Fire Safety Tips
For many of us, we have an early memory of being told not to play with fire. That simple lesson was drummed into our heads again and again. And with good reason. Fire is dangerous, but it is also beautiful. Fire draws you to it when you need to keep a safe distance. Fire delights, and sometimes the delights cause us to forget the dangers.
Here are some simple things you can do to make sure your fireplace us is safe.
With a fire in your home, you can't totally protect against the possibility that a spark or a bit of flaming ash will shoot out into your living area. But you can take steps to reduce the possibility and to minimize the damage should it happen. Keep the metal curtains closed whenever you aren't attending to the fire. A flame proof fireplace rug can extend the area of protection beyond the edge of the hearth. It can also help define a perimeter where you don't put flammable items. Even without such a rug, you need to remember to keep flammable items well away from the fireplace.

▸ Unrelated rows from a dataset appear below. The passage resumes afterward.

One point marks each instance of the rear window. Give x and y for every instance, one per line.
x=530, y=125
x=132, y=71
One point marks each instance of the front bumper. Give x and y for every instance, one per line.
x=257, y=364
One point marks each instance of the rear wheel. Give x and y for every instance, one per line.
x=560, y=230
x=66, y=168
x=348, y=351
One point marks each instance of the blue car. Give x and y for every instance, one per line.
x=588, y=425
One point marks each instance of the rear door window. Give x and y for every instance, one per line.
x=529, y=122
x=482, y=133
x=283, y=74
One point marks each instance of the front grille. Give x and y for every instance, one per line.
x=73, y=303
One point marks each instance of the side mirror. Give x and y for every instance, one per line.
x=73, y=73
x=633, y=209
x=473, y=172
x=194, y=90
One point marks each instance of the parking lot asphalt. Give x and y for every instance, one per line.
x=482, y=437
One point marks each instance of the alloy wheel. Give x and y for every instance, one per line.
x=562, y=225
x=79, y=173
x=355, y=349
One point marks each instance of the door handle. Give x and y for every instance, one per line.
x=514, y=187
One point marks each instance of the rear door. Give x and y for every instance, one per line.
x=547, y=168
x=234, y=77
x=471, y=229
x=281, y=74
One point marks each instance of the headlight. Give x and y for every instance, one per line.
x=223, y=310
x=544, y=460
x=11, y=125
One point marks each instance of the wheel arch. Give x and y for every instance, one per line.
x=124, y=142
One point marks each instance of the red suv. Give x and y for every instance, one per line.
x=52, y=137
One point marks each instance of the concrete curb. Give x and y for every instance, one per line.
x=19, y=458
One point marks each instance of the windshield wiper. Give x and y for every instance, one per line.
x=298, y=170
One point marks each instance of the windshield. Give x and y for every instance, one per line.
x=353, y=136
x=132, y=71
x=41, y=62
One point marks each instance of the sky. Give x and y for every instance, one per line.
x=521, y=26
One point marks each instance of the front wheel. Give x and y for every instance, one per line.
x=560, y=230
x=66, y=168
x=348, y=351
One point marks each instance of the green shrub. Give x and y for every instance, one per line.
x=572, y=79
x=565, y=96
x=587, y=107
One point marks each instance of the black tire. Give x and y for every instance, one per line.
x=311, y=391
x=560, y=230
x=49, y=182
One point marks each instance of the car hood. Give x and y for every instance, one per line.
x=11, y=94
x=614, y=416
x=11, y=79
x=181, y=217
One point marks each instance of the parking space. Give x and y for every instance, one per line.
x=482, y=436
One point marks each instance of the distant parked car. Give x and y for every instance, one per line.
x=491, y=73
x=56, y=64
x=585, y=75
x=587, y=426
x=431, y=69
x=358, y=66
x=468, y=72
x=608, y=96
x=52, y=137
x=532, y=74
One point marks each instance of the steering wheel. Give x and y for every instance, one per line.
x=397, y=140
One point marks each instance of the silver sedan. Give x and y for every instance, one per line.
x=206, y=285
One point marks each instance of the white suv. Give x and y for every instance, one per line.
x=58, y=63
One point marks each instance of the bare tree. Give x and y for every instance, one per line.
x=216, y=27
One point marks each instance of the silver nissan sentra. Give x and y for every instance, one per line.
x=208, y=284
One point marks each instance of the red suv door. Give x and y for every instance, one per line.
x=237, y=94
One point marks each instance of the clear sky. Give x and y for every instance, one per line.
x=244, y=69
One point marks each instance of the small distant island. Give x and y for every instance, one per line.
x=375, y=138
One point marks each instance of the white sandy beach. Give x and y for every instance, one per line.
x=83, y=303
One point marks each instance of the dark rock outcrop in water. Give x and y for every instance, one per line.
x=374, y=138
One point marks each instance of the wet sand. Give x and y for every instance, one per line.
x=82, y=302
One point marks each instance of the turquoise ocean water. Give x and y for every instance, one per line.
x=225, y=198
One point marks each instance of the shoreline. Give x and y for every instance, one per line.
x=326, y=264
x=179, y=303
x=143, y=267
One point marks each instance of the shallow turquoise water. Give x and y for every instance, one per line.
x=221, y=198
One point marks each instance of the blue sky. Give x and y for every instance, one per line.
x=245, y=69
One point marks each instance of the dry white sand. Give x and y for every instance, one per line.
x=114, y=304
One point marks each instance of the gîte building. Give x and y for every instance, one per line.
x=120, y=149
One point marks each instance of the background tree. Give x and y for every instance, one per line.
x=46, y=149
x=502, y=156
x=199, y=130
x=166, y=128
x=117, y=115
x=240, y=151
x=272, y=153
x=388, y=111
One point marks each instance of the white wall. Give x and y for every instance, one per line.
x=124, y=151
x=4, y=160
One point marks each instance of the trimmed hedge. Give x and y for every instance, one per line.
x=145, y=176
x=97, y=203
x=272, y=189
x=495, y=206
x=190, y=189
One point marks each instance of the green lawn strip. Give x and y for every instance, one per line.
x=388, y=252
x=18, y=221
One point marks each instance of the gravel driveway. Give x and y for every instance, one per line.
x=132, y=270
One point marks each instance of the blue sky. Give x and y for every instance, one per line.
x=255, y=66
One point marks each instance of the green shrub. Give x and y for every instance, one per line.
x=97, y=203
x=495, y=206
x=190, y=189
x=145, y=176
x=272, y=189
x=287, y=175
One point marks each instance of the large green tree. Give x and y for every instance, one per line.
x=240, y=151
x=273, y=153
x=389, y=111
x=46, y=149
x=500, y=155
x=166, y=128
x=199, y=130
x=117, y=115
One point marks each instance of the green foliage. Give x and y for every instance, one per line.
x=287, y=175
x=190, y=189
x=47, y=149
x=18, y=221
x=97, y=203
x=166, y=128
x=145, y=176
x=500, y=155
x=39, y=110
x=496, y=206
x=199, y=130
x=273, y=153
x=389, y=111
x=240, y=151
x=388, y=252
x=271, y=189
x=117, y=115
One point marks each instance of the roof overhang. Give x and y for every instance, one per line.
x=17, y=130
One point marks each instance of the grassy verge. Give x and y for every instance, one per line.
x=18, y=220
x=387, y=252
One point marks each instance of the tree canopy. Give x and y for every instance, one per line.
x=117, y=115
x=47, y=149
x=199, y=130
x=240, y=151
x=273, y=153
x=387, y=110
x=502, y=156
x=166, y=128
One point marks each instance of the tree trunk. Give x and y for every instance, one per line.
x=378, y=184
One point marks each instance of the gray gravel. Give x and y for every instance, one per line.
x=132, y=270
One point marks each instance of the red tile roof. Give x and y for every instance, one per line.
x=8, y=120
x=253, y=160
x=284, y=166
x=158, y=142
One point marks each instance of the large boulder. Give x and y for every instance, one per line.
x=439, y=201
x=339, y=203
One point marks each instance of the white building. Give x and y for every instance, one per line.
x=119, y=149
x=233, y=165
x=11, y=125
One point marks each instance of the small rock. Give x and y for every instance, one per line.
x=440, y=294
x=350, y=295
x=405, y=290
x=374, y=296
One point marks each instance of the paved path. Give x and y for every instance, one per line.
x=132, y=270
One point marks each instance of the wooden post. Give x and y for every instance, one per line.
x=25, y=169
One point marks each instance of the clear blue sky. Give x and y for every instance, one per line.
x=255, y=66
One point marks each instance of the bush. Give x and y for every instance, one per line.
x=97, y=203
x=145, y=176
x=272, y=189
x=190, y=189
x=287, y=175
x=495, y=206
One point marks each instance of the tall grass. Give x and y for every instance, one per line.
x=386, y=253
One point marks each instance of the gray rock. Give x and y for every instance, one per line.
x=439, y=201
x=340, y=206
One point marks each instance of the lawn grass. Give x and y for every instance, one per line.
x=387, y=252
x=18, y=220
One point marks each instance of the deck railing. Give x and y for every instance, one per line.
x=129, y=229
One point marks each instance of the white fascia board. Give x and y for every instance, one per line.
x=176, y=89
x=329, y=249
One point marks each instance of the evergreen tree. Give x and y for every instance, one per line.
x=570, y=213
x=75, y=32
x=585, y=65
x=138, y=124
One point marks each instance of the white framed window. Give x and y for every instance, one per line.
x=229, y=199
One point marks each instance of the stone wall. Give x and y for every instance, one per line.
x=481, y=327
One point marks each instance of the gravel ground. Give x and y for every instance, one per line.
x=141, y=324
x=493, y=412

Your fireplace should come with a manual that will explain all the parts. Know how the damper affects air flow and the size of the fire. Know how adjusting the glass doors (or their vents) can do the same thing. Know where to place the wood so it won't roll out onto the floor. Know how much wood to place. If you're uncertain about any of this, start with a SMALL fire as a learning experience.
You're all grown up now. But there may still be a child inside you thinking that now, finally, is the opportunity you've been waiting for. You want to poke the fire and watch the sparks fly. You want to try various combustibles from a plastic milk carton to the entire Sunday Times and see how they burn. Don't. Small errors of judgment can lead to large and irreversible disasters.

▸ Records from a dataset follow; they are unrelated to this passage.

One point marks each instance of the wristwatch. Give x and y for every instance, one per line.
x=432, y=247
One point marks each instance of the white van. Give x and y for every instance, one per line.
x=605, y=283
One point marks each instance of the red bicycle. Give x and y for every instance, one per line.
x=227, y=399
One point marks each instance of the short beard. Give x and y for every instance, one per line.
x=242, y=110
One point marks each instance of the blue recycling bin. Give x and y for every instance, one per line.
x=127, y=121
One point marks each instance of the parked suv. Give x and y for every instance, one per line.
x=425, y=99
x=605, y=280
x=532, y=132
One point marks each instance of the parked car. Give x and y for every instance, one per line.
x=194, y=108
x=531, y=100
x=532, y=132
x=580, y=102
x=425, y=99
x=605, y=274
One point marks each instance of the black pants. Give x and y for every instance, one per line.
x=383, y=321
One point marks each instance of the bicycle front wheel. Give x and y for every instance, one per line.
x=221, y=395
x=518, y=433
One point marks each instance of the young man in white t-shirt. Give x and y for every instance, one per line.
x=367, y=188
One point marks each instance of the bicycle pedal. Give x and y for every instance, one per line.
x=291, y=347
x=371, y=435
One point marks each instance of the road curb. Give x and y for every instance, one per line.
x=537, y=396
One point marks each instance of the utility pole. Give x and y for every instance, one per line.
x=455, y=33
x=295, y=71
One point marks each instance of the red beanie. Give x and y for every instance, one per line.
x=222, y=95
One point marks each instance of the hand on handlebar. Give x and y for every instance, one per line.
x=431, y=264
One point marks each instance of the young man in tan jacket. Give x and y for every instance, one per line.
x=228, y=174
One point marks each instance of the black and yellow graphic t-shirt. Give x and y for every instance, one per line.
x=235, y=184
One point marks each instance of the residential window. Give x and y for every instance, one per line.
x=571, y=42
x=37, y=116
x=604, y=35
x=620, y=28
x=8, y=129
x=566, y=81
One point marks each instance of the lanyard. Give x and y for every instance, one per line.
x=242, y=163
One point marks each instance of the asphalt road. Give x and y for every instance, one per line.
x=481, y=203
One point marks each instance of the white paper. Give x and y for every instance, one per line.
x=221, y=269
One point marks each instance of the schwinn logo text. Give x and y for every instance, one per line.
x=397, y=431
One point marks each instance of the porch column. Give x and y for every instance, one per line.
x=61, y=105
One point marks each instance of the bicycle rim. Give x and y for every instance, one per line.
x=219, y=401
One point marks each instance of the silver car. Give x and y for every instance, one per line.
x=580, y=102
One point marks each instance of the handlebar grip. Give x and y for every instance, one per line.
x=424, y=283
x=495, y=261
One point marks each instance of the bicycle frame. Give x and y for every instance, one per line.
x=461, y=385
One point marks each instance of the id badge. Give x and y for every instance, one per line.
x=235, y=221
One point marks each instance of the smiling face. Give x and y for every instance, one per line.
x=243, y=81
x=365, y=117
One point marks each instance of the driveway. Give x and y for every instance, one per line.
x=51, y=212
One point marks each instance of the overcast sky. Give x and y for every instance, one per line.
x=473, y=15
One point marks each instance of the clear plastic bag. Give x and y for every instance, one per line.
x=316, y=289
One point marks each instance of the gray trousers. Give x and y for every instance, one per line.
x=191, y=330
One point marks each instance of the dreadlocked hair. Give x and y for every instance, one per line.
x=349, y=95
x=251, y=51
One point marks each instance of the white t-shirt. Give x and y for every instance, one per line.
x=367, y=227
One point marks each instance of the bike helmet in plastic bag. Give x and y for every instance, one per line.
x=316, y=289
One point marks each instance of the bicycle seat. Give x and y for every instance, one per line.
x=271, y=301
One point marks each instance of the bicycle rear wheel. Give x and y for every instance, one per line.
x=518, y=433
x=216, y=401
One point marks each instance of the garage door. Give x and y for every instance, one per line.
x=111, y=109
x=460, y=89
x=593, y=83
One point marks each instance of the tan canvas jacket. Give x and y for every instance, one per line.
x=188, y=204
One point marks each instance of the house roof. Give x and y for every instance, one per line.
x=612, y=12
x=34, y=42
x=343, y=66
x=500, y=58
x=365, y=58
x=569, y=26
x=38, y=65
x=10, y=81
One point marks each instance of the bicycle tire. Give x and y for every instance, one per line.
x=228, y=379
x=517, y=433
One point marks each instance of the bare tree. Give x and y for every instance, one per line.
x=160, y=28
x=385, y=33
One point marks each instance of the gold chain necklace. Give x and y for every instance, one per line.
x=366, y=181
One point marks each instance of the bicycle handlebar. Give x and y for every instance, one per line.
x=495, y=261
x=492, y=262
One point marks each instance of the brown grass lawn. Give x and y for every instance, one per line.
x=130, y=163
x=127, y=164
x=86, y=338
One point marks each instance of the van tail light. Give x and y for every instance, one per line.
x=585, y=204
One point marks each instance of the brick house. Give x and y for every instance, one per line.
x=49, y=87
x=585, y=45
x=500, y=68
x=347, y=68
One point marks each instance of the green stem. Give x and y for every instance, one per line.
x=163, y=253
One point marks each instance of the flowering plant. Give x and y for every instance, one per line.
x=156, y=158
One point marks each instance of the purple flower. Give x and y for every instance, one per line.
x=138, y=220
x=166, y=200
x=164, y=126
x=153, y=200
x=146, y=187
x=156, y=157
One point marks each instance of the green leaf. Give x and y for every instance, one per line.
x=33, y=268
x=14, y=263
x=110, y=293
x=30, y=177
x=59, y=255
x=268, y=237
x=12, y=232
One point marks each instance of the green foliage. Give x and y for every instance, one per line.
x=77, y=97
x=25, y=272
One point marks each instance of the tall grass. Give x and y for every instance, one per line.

The fire may seem small and tame, but flames and air flow are a tricky combination. A fire can flare up suddenly and shoot out sparks. A chimney fire could begin to smolder. Air flow could get suddenly restricted and send smoke billowing into your living area. Learn to plan your fires so they burn out before you go to bed. Even then, make sure the damper and glass doors are tightly closed to starve anything that's left of air.
Have a chimney sweep out once a year to clean the system and inspect it. Creosote buildup can lead to an invisible chimney fire with devastating results. The sweep can also alert you to other possible problems with the chimney, flue and damper system, firebox, and glass doors.
Install smoke detectors outside all the rooms. Make sure everyone knows at least two ways to escape from any room in the house. Buy a fire extinguisher and make sure you know how to use it.